だからこの僕を汚して


 着信を知らせる携帯電話のバイブレーションで目が覚める。こんな夜中に任務……? 寝惚け眼でサブディスプレイに表示された文字を見て一秒。意識はあっという間に覚醒した。

 着信: 夏油先輩

 心拍数がどんどん上がっていくのがわかる。一か月前、先輩は居なくなったと聞いた。任務先でたくさんの人を殺して、そのまま。あの優しい夏油先輩が? 有り得ない、と何度も否定した。けれど夜蛾学長も、五条先輩をはじめとした他の先輩たちも。誰ひとりとして否定なんかしてくれなかった。たくさん泣いて、泣いて、泣いた。けれどどんなに私が泣こうが、時間は無情にも過ぎていくばかりで。漸く私も折り合いをつけて、どうにか状況を受け入れられるようになってきていた、そんな矢先だったのに。

 頼りになるところ、強いところ、親切なところ、時々ちょっと悪い顔をして五条先輩とわちゃわちゃしているところ。普段は大人っぽいのに、たまに見せる歳相応の笑顔が可愛いところ。先輩が煙草を吸っている時にたまたま出くわすと、風の方向を気にしてくれたりする、そんな小さな優しさをくれるところ。先輩のぜんぶが好きでたまらなくて、私はひっそりと恋心を寄せていた。もちろん、本人には伝えていなかった。きっと困らせるだけだってわかっていたから。なんとなく、先輩は気づいていたのかもしれないけれど。

 どうしよう、出なくちゃ。でもなんでこんな時に今更? もしかしてやっぱり先輩は冤罪だったの? でもどうして私に。なんと言って出よう、どうしよう。パニックになっていると、着信は途絶えてしまった。

――あ、どうしよう。かけ直さなくちゃ。

 パカリと携帯電話を開く。着信履歴を選択して、通話ボタンを押そうとしたところで窓からコンコンと音がした。
 バッと視線をあげると、カーテンの外に大きな黒い影が見える。呪霊、だろうか。ううん、ここに出るはずはないから、もしかして――
 期待と不安を込めて、そろりとカーテンを開ける。そこに居たのは、思い描いていた通りの人物。にこりと笑って、「や!」と片手をあげる夏油先輩だった。

「せん、ぱい……どうして」
「なまえもくるかい?」

 私の問いに、先輩は答えてくれない。その代わり、こっそり寮を抜け出して深夜にコンビニに向かったあの時と同じ声で、柔らかな笑顔で、私に手を伸ばす。私もあの時と同じように、こくりと頷いてその手を取った。

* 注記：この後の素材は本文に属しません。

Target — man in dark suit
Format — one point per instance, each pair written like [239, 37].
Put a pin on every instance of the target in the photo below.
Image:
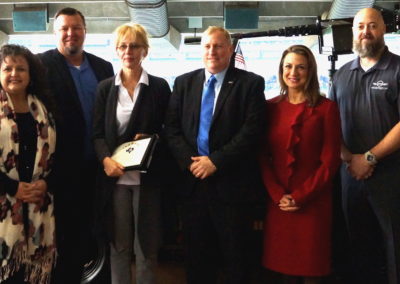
[218, 160]
[73, 75]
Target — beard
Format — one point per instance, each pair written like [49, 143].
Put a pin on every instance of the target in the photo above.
[371, 49]
[73, 50]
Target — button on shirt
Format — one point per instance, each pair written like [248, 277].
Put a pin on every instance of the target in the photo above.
[125, 107]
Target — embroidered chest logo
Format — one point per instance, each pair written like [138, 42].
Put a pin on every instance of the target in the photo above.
[380, 85]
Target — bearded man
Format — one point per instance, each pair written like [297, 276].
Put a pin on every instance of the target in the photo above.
[73, 75]
[367, 91]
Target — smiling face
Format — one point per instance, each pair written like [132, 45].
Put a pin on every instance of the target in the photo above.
[295, 71]
[368, 31]
[131, 51]
[70, 32]
[14, 75]
[217, 51]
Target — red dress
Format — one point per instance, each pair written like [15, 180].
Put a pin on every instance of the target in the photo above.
[300, 157]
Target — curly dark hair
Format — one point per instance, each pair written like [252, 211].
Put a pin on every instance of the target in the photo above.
[70, 12]
[38, 84]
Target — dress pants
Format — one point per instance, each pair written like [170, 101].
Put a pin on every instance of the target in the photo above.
[216, 236]
[128, 217]
[372, 213]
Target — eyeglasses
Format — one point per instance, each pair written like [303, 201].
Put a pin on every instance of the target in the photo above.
[133, 46]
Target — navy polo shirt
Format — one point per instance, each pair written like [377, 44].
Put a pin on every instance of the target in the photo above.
[86, 83]
[368, 101]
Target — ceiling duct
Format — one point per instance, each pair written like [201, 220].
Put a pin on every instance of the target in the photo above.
[3, 38]
[341, 9]
[152, 14]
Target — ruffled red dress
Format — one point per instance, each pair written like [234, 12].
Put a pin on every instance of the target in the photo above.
[301, 155]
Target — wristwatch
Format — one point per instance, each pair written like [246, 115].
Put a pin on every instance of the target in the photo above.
[370, 158]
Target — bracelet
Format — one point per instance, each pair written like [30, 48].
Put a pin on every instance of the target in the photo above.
[370, 158]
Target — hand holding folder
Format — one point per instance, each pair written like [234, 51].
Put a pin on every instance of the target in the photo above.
[137, 154]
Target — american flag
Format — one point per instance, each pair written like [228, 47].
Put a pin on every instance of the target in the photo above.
[239, 59]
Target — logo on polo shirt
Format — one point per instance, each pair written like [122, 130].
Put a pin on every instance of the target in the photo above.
[380, 85]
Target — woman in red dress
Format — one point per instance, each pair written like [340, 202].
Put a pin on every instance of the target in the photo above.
[300, 158]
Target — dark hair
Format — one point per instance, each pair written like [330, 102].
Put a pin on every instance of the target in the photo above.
[38, 85]
[311, 88]
[70, 12]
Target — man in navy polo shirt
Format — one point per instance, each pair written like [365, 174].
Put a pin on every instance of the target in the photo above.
[367, 91]
[73, 75]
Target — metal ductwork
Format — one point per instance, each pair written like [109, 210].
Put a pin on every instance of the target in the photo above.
[341, 9]
[3, 38]
[152, 14]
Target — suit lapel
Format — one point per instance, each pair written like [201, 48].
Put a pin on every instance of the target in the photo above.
[111, 118]
[229, 81]
[197, 91]
[128, 135]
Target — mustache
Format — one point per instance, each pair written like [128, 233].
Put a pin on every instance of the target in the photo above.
[366, 36]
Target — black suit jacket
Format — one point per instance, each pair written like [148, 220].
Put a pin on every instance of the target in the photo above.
[235, 131]
[147, 117]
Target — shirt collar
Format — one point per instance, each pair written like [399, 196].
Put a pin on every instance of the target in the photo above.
[84, 65]
[144, 78]
[219, 76]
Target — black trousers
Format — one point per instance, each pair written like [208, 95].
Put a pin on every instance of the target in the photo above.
[372, 213]
[73, 202]
[216, 236]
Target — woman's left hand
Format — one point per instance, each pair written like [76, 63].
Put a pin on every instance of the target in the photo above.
[288, 204]
[140, 135]
[36, 192]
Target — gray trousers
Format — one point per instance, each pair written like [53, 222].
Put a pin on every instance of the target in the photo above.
[135, 228]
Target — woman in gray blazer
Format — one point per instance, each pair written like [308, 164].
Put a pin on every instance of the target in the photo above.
[128, 106]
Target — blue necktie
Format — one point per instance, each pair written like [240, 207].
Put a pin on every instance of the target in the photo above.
[207, 106]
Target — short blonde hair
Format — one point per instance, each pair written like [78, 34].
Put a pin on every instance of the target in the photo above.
[138, 32]
[213, 29]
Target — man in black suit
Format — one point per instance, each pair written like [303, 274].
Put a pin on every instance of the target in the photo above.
[220, 173]
[73, 75]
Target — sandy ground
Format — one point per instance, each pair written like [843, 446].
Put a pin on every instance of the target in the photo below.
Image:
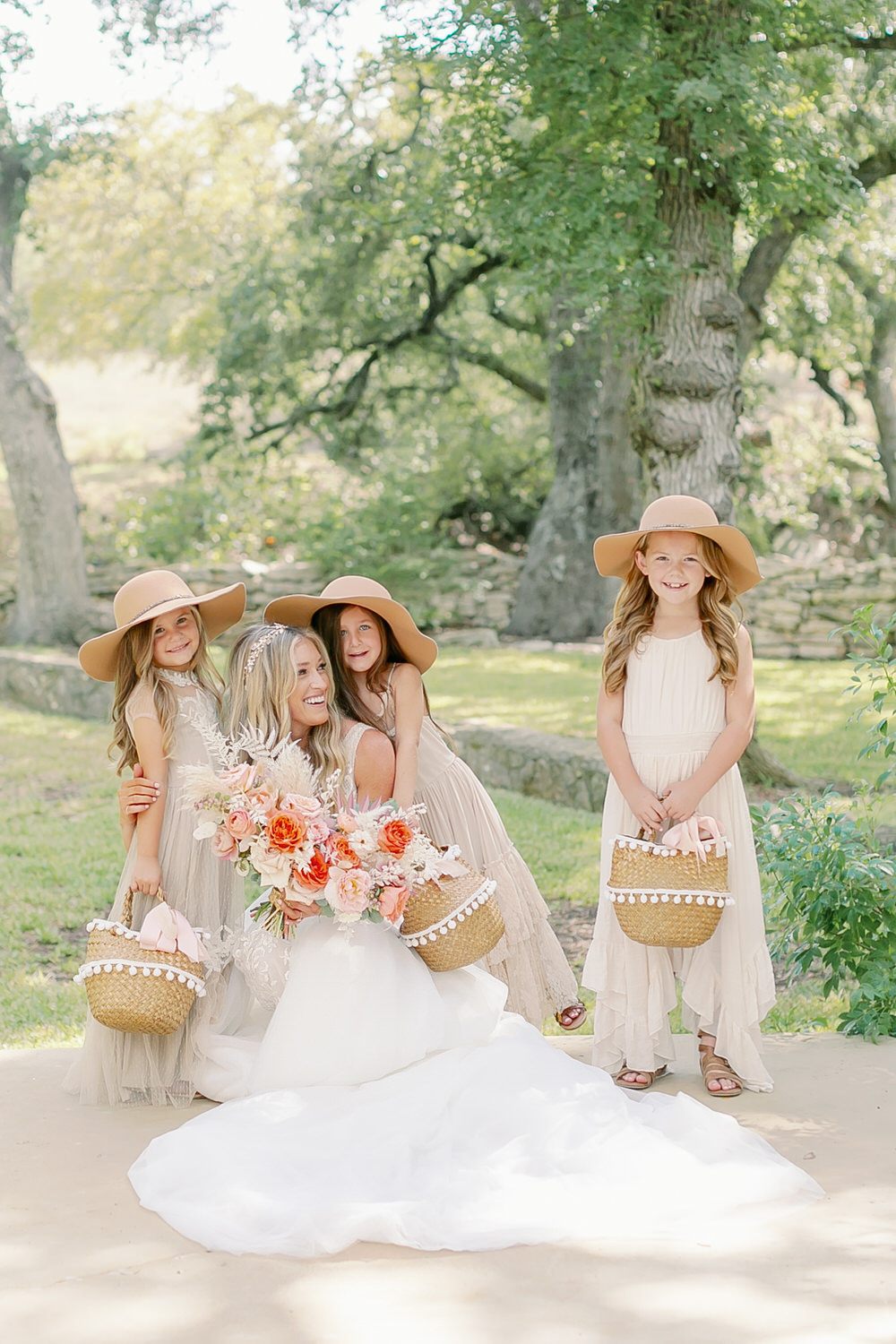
[82, 1262]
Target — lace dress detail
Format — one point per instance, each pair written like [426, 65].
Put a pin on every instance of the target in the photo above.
[121, 1069]
[458, 811]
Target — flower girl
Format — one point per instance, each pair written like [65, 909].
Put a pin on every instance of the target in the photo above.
[164, 685]
[675, 715]
[378, 656]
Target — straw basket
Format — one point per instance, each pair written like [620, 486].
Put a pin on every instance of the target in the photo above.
[454, 921]
[665, 898]
[134, 988]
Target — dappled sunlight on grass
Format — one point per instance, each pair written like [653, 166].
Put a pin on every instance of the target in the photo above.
[802, 707]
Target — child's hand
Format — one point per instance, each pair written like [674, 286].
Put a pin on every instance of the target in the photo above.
[681, 800]
[296, 910]
[147, 876]
[136, 795]
[648, 808]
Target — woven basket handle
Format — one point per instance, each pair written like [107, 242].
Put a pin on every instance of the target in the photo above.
[128, 909]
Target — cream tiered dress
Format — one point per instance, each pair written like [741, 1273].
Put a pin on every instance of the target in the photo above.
[672, 715]
[125, 1069]
[458, 811]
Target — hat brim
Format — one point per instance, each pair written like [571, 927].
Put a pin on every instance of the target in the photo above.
[220, 609]
[613, 554]
[298, 609]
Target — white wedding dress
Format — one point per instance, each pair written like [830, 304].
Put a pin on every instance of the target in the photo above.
[387, 1104]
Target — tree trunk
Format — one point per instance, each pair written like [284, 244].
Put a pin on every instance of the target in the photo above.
[51, 599]
[691, 384]
[597, 487]
[53, 604]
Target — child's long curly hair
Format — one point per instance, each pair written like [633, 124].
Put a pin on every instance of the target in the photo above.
[637, 604]
[258, 695]
[327, 623]
[134, 666]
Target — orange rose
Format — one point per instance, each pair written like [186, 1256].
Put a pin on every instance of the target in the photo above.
[285, 831]
[314, 874]
[395, 836]
[343, 852]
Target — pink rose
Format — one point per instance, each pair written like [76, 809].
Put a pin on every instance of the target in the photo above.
[349, 892]
[392, 902]
[239, 824]
[241, 779]
[223, 844]
[263, 798]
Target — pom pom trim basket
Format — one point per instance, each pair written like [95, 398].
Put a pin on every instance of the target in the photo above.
[454, 921]
[664, 897]
[134, 988]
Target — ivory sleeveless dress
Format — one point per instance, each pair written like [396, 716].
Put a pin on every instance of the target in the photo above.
[126, 1069]
[458, 811]
[672, 715]
[387, 1104]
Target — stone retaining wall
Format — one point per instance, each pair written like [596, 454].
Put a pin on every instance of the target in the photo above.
[791, 615]
[794, 613]
[538, 763]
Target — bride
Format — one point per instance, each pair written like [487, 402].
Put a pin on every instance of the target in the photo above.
[387, 1104]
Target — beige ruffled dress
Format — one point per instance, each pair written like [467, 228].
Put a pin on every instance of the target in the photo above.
[672, 715]
[458, 811]
[126, 1069]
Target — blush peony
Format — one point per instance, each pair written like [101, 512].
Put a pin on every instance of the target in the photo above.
[392, 902]
[349, 892]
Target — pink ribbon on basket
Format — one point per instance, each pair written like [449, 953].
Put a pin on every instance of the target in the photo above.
[166, 929]
[688, 836]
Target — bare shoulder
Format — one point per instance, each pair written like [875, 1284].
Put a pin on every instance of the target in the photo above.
[374, 747]
[745, 642]
[406, 676]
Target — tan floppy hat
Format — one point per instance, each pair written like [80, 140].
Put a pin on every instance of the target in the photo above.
[357, 590]
[680, 513]
[148, 596]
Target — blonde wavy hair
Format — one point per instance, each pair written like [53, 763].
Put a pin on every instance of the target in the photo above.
[637, 604]
[134, 666]
[261, 679]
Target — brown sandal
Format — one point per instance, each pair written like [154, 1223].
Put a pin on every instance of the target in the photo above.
[650, 1073]
[713, 1069]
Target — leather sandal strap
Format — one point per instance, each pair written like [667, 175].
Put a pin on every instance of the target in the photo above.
[713, 1069]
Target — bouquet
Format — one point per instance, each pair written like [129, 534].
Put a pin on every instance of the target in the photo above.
[271, 819]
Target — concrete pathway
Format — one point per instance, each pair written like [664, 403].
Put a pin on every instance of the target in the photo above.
[82, 1263]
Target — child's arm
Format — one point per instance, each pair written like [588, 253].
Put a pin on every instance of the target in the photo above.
[410, 707]
[642, 800]
[683, 798]
[374, 768]
[147, 873]
[134, 796]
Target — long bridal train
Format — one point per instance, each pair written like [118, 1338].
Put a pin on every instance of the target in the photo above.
[392, 1105]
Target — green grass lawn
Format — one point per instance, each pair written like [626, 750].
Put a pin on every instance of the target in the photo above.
[802, 709]
[61, 857]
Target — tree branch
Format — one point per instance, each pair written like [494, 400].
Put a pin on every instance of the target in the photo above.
[771, 250]
[485, 359]
[341, 403]
[823, 376]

 空飛ぶ大きな呪霊の上で、夏油先輩に横抱きにされる。日中はまだ暖かい日が続くけれど、朝晩はやはり冷える。思わずぶるっと身震いをすると、気づいた先輩はごめん、もう少しだからと私との距離を少し近づけた。

「先輩」
「ん?」

 月明かりに照らされたその顔を見つめる。いつもは高いところにあったけれど、いまは普段よりも距離がぐっと近い。こちらに向けてくれた、私だけが映っている瞳から目をそらさず、どうしようもないこの気持ちを告げた。

「わたし、殺されるなら先輩に、がいいです」
「はは、それは大役だ」

 先輩は、その言葉を否定も肯定もせずに、私の頭をゆっくりと撫でた。それから、おでこにひとつ、小さくキスを落とす。
 いまどこに向かっているのか、明日からどうなるのかさえもわからない。でも、それでいいと思った。

 たとえどんな地獄でも貴方さえいればその場所が、私がいっとう息のしやすい場所だから。